Objectives: Identification of unusual renal pyrophosphate stone in 5 years old patient with congenital hypophosphatasia. Design: Case report and evaluation of laboratory results.
Settings: Department of Medical Chemistry and Clinical Biochemistry, University Hospital Motol, Charles University, Second Faculty of Medicine, Department of Paediatrics, University Hospital Motol, Charles University, Second Faculty of Medicine, V Úvalu 84, 150 06 Prague 5 (Czech Republic). Material and methods: Case report focusing on determination of urinary stone composition by polarized light microscopy and infra-red spectrometry.

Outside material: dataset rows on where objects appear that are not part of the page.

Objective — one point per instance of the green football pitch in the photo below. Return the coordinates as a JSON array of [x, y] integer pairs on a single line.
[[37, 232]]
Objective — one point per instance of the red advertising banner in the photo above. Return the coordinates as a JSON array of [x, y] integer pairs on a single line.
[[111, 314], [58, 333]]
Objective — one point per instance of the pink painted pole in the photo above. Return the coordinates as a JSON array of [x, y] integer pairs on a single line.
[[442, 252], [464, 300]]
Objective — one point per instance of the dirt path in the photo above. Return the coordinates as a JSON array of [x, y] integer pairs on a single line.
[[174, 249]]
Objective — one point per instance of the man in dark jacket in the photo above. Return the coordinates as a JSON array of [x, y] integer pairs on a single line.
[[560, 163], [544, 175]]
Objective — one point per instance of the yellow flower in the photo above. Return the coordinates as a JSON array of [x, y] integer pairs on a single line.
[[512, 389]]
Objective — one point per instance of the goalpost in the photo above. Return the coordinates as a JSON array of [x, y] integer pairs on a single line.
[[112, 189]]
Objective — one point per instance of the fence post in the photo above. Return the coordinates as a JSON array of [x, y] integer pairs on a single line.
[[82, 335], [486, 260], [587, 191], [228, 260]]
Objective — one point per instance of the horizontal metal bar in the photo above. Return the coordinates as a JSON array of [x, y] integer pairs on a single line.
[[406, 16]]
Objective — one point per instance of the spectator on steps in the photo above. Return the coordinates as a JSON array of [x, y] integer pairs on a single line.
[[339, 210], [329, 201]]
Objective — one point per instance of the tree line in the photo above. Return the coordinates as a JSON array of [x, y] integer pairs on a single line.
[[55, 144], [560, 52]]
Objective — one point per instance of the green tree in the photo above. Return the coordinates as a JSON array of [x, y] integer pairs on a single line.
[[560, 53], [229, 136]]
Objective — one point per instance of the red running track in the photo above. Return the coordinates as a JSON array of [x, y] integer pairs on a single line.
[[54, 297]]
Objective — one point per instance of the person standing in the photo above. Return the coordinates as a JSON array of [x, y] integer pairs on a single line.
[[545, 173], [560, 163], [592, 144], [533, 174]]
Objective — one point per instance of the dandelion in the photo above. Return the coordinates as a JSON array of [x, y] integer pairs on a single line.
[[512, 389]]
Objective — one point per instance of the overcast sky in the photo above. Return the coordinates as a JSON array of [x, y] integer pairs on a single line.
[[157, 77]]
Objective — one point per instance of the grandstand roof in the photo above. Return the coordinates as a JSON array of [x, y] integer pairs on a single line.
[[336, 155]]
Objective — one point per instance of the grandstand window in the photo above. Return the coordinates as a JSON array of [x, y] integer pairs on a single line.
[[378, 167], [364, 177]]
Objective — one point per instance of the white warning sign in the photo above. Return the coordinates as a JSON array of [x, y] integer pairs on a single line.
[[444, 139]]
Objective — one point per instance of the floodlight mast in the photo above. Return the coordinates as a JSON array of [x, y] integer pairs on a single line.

Results: In 5 years old patient with effectively treated congenital hypophosphatasia by recombinant alkaline phosphatase (the serum value of which was ten times the upper limit of the reference range), rare pyrophosphate renal stone with addition of sulphate was demonstrated. The formation of the stone occurred in the period when the patient's urine was therapeutically alkalized (due to the history of urate stones) and the patient used prophylactically sulfonamides prior to planned lithotripsy.
Conclusion: Despite the high serum alkaline phosphatase concentration, the function of which is the conversion of pyrophosphate to phosphate, pyrophosphate renal stone was identified in a patient with congenital hypophosphatasia. The sulphate component of the stone is probably due to the prophylactic administration of sulfonamides.